Letztlich machte die Aussage des Sachverständigen klar, dass es sich
um Wahrscheinlichkeiten handele und ein definitiver Nachweis nicht zu
führen sei. Zumal der Leichnam des 94-Jährigen nicht obduziert worden
sei. Eine solche Untersuchung hätte weitere Hinweise liefern können.

Dass es keine Obduktion gab, bedauerte auch der zweite als Zeuge
geladene Gutachter. Möglicherweise hätte sich daraus eine ganz andere
Todesursache ergeben, sagte der Münchner Rechtsmediziner. Dass die
zweite Infektion aus der ersten resultierte, lasse sich ebenso wenig
ausschließen, wie dass es sich bei der zweiten um eine Neuinfektion
handelte. Ein schwerer Krankheitsverlauf wie im Falle des 94-jährigen
Österreichers sei jedenfalls sehr ungewöhnlich. «Wie haben es hier
mit etwas extrem Seltenen zu tun.»

Der ehemalige Bayern-Ei-Chef muss sich fünf Jahre nach dem
Salmonellen-Skandal unter anderem wegen Körperverletzung mit
Todesfolge, gewerbsmäßigen Betrugs sowie lebensmittel- und
tierschutzrechtlichen Verstößen verantworten. Sein Verteidiger Ulrich
Ziegert weist die Vorwürfe gegen seinen Mandanten zurück.
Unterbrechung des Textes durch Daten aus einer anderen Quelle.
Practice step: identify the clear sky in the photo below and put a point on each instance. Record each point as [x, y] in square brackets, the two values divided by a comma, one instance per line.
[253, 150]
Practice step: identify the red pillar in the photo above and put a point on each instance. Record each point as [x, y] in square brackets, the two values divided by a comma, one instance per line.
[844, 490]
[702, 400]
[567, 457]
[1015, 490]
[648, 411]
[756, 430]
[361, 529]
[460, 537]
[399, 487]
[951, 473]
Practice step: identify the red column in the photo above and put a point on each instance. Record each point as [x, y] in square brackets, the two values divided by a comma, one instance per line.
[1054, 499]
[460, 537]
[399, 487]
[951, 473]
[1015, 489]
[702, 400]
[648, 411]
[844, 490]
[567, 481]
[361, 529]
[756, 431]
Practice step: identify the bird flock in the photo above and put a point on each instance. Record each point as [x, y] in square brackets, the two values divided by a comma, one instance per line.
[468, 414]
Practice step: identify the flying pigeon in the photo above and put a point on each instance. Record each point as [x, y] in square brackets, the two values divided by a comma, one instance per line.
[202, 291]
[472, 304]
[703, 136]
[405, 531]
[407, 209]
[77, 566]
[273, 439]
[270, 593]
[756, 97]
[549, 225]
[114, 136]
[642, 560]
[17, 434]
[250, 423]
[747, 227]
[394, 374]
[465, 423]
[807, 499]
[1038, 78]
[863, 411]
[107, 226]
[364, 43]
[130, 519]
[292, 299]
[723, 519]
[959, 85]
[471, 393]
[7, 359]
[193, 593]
Aus Sicht der Ermittler hat der Angeklagte im Jahr 2014 als Chef des
Legehennen-Mastbetriebs in Aiterhofen (Landkreis Straubing-Bogen) die
Auslieferung von Eiern mit der Kennzeichnung Güteklasse A veranlasst,
obwohl in den Produktionsstätten Salmonellen nachgewiesen worden
waren. Zwischen Juni und Oktober 2014 sollen mehr als 180 Konsumenten
aus Deutschland, Österreich und Frankreich an Salmonellen erkrankt
sein, 40 der Fälle kamen zur Anklage. Ein 94-Jähriger starb.